Willie Clarke was born in Glencraig, a “very militant” village with a reputation for communism. Active communists included Laurence Daly, a prominent miners’ leader who would leave the Communist Party in 1956 in protest at Nikita Khrushchev’s denunciation of Soviet dictator Joseph Stalin. Aged 14, he began working in the mine, and not long afterwards he joined the Communist Party.

“[Communism] caught your imagination, they were radical, wanted change, they were not prepared to accept things as they were,” says Clarke.

‘Opium of the people’

Communists were renowned for their iron discipline. Local MP Willie Gallacher, the last communist in the House of Commons, was a lifelong teetotaller.

Willie Sharp, the first communist provost in Britain when he was elected in Cowdenbeath in 1973, did not smoke or drink. Communists decried religion “as the opium of the people”, but party and church often operated along similar lines. Both organised community events and Sunday schools – one teaching the bible, the other political economy and the works of Karl Marx.

The legacy of Cowdenbeath’s communist past can still be seen today. In the adjacent suburb of Lumphinnans, people live on streets named “Gallacher Place” and “Gagarin Way”. Locals call this “Little Moscow”.

Former communist activist Jack Allan recalls asking his father why the family always voted communist. “His answer was simple: ‘They’re the people who help ye the most.’ I still believe that.”

The demise of communism in Cowdenbeath and the surrounding pit villages was a product of rapid economic and political change. The discovery of huge deposits of oil and gas in the North Sea hastened the demise of smaller, less productive mines across Britain. By the 1970s, most of the mining jobs in Cowdenbeath were gone. Nowadays, the region has one of the highest rates of unemployment in Scotland.

Demise of communism

The fall of the Berlin Wall sounded the death knell for British communism. By the time the party voted to disband itself in 1991, there had already been numerous splits and its vote had collapsed.

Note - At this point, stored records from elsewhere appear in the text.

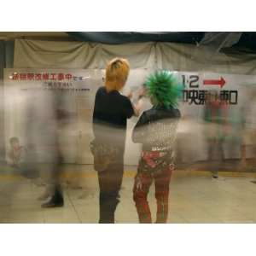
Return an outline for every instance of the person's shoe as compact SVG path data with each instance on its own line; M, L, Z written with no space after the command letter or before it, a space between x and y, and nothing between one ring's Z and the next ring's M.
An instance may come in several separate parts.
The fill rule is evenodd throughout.
M55 201L52 197L49 201L45 202L41 205L42 208L54 208L54 207L62 207L64 206L64 201Z
M43 195L41 195L38 198L38 200L39 200L39 201L44 201L44 200L48 199L49 196L50 196L49 193L45 192L45 193L44 193Z

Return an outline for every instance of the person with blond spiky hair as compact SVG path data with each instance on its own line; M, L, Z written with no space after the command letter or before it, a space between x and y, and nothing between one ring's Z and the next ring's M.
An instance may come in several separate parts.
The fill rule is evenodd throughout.
M173 170L174 141L180 112L177 108L182 86L169 71L157 71L146 83L153 108L143 113L132 140L143 144L133 188L139 222L152 223L147 196L154 181L157 201L156 223L166 223L169 183Z
M129 71L127 60L111 60L106 67L105 86L99 88L95 99L95 139L90 149L100 187L99 223L114 223L124 173L127 119L139 113L139 106L133 106L129 97L119 93L125 84Z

People like Willie, he's a great guy and he gets things done.

by - Michael Payne, Cowdenbeath resident

For communists in Cowdenbeath, the fall of the wall was “like telling a Christian there was no God”, as former communist councillor Alex Maxwell put it.

With the barrier between East and West gone, the brutal reality of life in the Soviet Union could no longer be dismissed as anti-communist propaganda.

“What you believed was happening in the Soviet Union wasn’t happening at all. It was something different,” says Clarke.

Four decades on, the material conditions that sustained Fife’s pit villages – and its communists – are gone. The mines are closed and Clarke is able to win votes not because of his belief in a new socialist order, but because he works tirelessly to get council houses renovated and community centres opened.

“People like Willie, he’s a great guy and he gets things done,” says Michael Payne, who works at the local community centre in Ballingry.

Clarke was instrumental in securing funding for this state-of-the-art facility that opened in 2012 to replace a series of diffuse, dilapidated facilities dotted across the adjacent pit villages.

Clarke has one last political wish: Scottish independence. He was very active in the “yes” campaign in the recent referendum. Although the vote was lost, he says Scotland will become independent someday.

“If it doesn’t happen now it’ll be happen in the future. Maybe I’ll not see it, but it’ll happen,” Clarke says.